Aside from the genetic diseases mentioned above, microglia have increasingly been implicated in neurodegenerative diseases, including Alzheimer disease, Parkinson disease, amyotrophic lateral sclerosis, and multiple sclerosis (17–21). Within the context of MS, “classically activated” microglia are thought to be critical for phagocytosis of myelin, antigen presentation to T cells and release of proinflammatory cytokines in active lesions (22). In experimental autoimmune encephalomyelitis (EAE) models, microglial paralysis has been shown to both delay EAE onset and reduce clinical severity (23). In addition to the role microglia play in inflammatory lesion formation, they are equally crucial for clearing myelin debris and enabling remyelination which reflects a change to an “alternatively activated” or anti-inflammatory state (24). And yet as MS shifts into the progressive phase, microglia are again implicated in the slow expansion of chronic lesions. These lesions, detectable on phase contrast imaging, are thought to result from a complex compartmentalized inflammatory process behind an intact blood brain barrier (22). However, these lesions have not been routinely assessed in clinical trials and have not been targeted for treatment as of yet.
Increasingly, the role of microglia is recognized as a key player in not only MS pathology but multiple inflammatory and degenerative diseases. A better understanding of the complex activities of these cells and identifying ways to either target or harness their activity is likely to have application across a wide spectrum of neurodegenerative disorders.

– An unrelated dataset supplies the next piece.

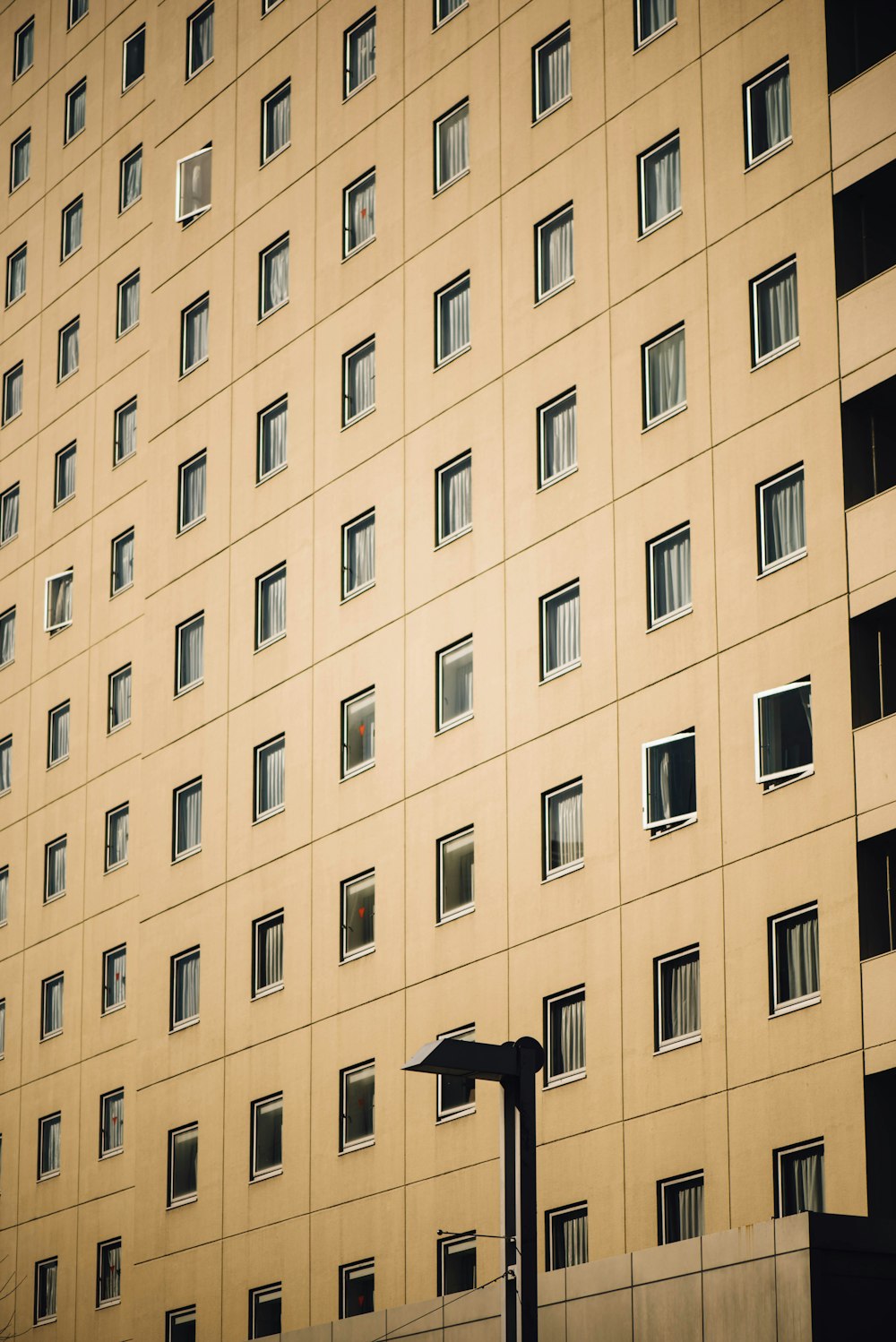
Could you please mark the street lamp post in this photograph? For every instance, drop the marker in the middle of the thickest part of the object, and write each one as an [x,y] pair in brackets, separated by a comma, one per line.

Histological Classification of MS Lesions
Active MS lesions, typically found in early relapsing remitting MS (RRMS), are characterized by diffuse infiltration with microglia, peripheral macrophages, T lymphocytes and plasma cells (25, 26). These lesions can be either demyelinating or post-demyelinating depending on the presence of intracytoplasmic myelin breakdown products (25). Early demyelinating lesions contain microglia/macrophages with both minor myelin proteins (MOG, CNP and MAG) as well as major myelin proteins (MBP and PLP) (25). Late demyelinating lesions demonstrate only major myelin proteins (25). Active lesions are heterogenous and can be subdivided into four distinct patterns (pattern I, II, III, and IV) based on criteria first described by Lucchinetti et al. (26). Pattern I is the “standard” active lesion with the basic features mentioned above. Pattern II lesions are distinguished by evidence of immunoglobulin and complement deposition. Pattern III lesions show a selective loss of MAG and oligodendrocyte apoptosis. Pattern IV lesions demonstrate non-apoptotic loss of oligodendrocytes and were only observed in primary progressive MS (PPMS) patients in the original study (26). Cortical demyelinating lesions, which can be subdivided into leukocortical, subpial, and intracortical lesions, were first described in secondary progressive MS (SPMS) and PPMS but are now known to also be a feature of the very earliest stages of MS (27, 28). Lesions with evidence of remyelination, also known as “shadow plaques,” are distinguished by the presence of thin myelin sheaths and are more common alongside active lesions. Tumefactive MS lesions mostly resemble typical active MS lesions but can have Creutzfeldt cells that can be misinterpreted as mitotic figures but actually represent reactive astrocytes with fragmented nuclear inclusions (29). Tumefactive lesions are largely overrepresented in post-mortem pathology studies in MS since it is usually the tumefactive appearance of lesions that prompts either biopsy or autopsy.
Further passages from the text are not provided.